9.4. Transformation of the remaining elements of the simplex table.

The transformation of the remaining elements of the simplex table (i.e., elements not located in the resolving row and resolving column) is carried out according to the “rectangle” rule.

For example, consider transforming an element located at the intersection of the line " x3" and columns "", we will conditionally denote it " x3" In Table 5.4, we mentally draw a rectangle, one vertex of which is located in the cell whose value we are transforming (i.e. in the cell “ x3"), and the other (diagonal vertex) is in a cell with a resolving element. The other two vertices (of the second diagonal) are uniquely determined. Then the transformed value of the cell " x3" will be equal to the previous value of this cell minus the fraction, in the denominator of which is the resolving element (from Table 5.4), and in the numerator is the product of two other unused vertices, i.e.:

« x3»: .

The values ​​of other cells are converted similarly:

« x3 x1»: ;

« x4»: ;

« x4 x1»: ;

« x6»: ;

« x6 x1»: ;

«»: ;

« x1»: .

As a result of these transformations, a new simplex table was obtained (Table 5.5).

II iteration:

Stage 1: drawing up a simplex table.

Table 5.5

Simplex tableII iterations

Estimated

relationship

Stage 2: determination of the basic solution.

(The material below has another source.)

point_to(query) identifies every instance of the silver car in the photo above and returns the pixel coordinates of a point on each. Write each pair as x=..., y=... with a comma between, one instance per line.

As a result of the simplex transformations, a new basic solution was obtained (Table 5.5):

As you can see, with this basic solution the value of the objective function = 15, which is greater than with the previous basic solution.

The inconsistency of the system of restrictions in accordance with feature 1 in Table 5.5 has not been identified.

Stage 4: checking the boundedness of the objective function.

The unboundedness of the objective function in accordance with criterion 2 in Table 5.5 is not revealed.

Stage 5: checking the admissibility of the found basic solution.

The found basic solution in accordance with criterion 4 is not optimal, since the line of the objective function of the simplex table (Table 5.5) contains a negative element: –2 (the free number of this line is not taken into account when considering this characteristic). Therefore, we move on to stage 8.

Stage 8: determination of the resolving element.

8.1. Definition of the resolution column.

The found basic solution is acceptable; we determine the columns with negative elements in the row of the objective function (except for the column of free numbers). According to Table 5.5, there is only one such column: “ x1" Therefore, we accept it as permitted.

8.2. Definition of an enable string.

According to the obtained values ​​of positive evaluative relations in Table 5.6, the minimum is the relation corresponding to the line “ x3" Therefore, we accept it as permitted.

Table 5.6

Simplex tableII iterations

Estimated

relationship

3/1=3 – min

Stage 9: transformation of the simplex table.

Transformations of the simplex table (Table 5.6) are performed in the same way as in previous iteration. The results of transformations of elements of the simplex table are given in Table 5.7.

III iteration

Based on the results of simplex transformations of the previous iteration, we compose a new simplex table:

Table 5.7

Simplex tableIII iterations

Estimated

relationship

Stage 2: determination of the basic solution.

As a result of the simplex transformations, a new basic solution was obtained (Table 5.7):

Stage 3: checking the compatibility of the system of restrictions.

The inconsistency of the system of restrictions in accordance with feature 1 in Table 5.7 has not been identified.

Stage 4: checking the boundedness of the objective function.

The unboundedness of the objective function in accordance with criterion 2 in Table 5.7 is not revealed.

Stage 5: checking the admissibility of the found basic solution.

The found basic solution in accordance with criterion 3 is acceptable, since it does not contain negative components.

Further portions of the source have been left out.